The full moon winter solstice passed in full-on Penzance Montol glory on Friday night. I felt quite exhilarated by the strong and wild atmosphere created by this ancient carnival here – revived over the past 7 years so I’ve heard mostly by the sterling efforts of one passionate local historian! When he talked last week about the quality of the world being turned upside down for a day in a spirit of mischievous laughing at the prevailing status quo, and the sheer exuberance of celebrating ‘out with the old, in with the new’, it brought to mind David Fleming’s writings about ‘the carnival of resistance’, about the importance of a community suspending all rules from time to time, in order to re-examine them, and not to take them as absolutes. He said that by briefly descending into chaos and anarchic hilarity, we can then step back into everyday life renewed and refreshed – that this is the deeper reason for and significance of true carnival. Montol seemed to contain these qualities, it felt deeper than simply a picturesque seasonal celebration. I’m really looking forward to the other festivals down here as the year goes round…
For now however I’m winding down, preparing for a week’s turning inwards and towards the elements in a semi-solitary here in the stone tent, framed by two Chapter Gatherings on Christmas- and New Year’s Eve. This feels quite perfect, especially as the week will now also include packing my boxes again and preparing to move out of my small cosy cave and into a slightly larger longterm rental flat in neighbouring Newlyn, on the 2nd January. Although I will miss the two horses especially, I can’t wait to sit gazing out of these windows looking directly out to the sea:
I will also start working for the NHS again from January, for a day or two, and am really glad about that, and curious to see how this will turn out. And totally unexpectedly I’ve also just been asked to join the meditation teaching team at the class I’ve been going to regularly, and have said yes to that.
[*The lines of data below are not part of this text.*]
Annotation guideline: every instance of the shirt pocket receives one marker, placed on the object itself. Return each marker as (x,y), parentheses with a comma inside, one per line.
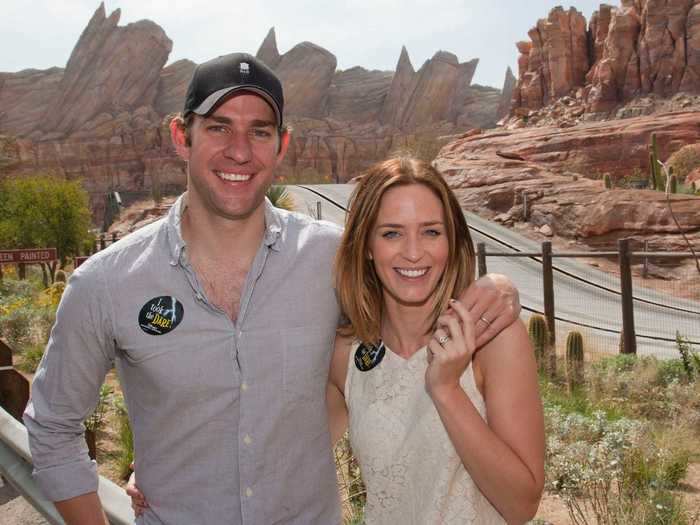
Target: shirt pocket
(307,354)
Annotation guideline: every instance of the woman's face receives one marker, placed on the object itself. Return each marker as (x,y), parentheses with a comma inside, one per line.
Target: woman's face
(408,244)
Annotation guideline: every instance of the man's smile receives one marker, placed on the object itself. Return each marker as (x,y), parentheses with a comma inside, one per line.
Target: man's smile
(233,177)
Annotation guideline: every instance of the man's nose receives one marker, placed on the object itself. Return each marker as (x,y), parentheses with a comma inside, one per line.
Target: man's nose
(239,148)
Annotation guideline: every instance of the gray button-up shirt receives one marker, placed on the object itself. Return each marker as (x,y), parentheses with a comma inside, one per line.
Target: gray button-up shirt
(229,418)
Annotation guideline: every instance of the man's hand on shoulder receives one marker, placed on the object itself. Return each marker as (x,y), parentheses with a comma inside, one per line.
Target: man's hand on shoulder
(494,303)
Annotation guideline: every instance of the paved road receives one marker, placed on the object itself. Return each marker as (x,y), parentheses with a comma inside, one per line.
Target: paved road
(15,510)
(581,298)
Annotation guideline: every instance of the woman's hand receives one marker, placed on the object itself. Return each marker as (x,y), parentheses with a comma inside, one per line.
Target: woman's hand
(138,500)
(450,350)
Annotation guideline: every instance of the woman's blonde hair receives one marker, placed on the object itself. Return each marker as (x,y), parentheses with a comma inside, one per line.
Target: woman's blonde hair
(357,284)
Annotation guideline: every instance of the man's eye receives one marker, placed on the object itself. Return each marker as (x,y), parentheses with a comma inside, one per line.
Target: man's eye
(261,133)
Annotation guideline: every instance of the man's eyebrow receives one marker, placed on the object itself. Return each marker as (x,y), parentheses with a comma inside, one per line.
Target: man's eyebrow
(257,123)
(220,119)
(262,124)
But in the meantime, I’m looking forward to turning inwards here as I say goodbye to my first base down here, perfectly designed for hibernation dreaming. Here is a poem quoted by Sharon Blackie in her latest newsletter, which kind of sums up how I feel right now; note to self: find the novel that is an extract from…
‘Please bring strange things.
Please come bringing new things.
Let very old things come into your hands.
Let what you do not know come into your eyes.
Let desert sand harden your feet.
Let the arch of your feet be the mountains.
Let the paths of your fingertips be your maps
and the ways you go be the lines on your palms.
Let there be deep snow in your inbreathing
and your outbreath be the shining of ice.
May your mouth contain the shapes of strange words.
May you smell food cooking you have not eaten.
May the spring of a foreign river be your navel.
May your soul be at home where there are no houses.
Walk carefully, well loved one,
walk mindfully, well loved one,
walk fearlessly, well loved one.
Return with us, return to us,
be always coming home.’
(Ursula LeGuin, from ‘Always coming home’)
I’m a bit nervous about descending into that ‘cave of my heart’ this winter, as my moods have been quite turbulent lately, like the winter storms. I’ve grappled with some bouts of loneliness and overwhelm, in the face of the big changes I’ve made, moving away from my familiar friends, surroundings and lifestyle in London. But these storms pass quite quickly, and are always followed by bouts of delight about this astonishingly beautiful place, and how easily things seem to be falling into a new rhythm and pattern down here, with relatively little effort. From the start it’s been a matter of riding the waves of the strong and exhilarating ocean energy I am surrounded by here.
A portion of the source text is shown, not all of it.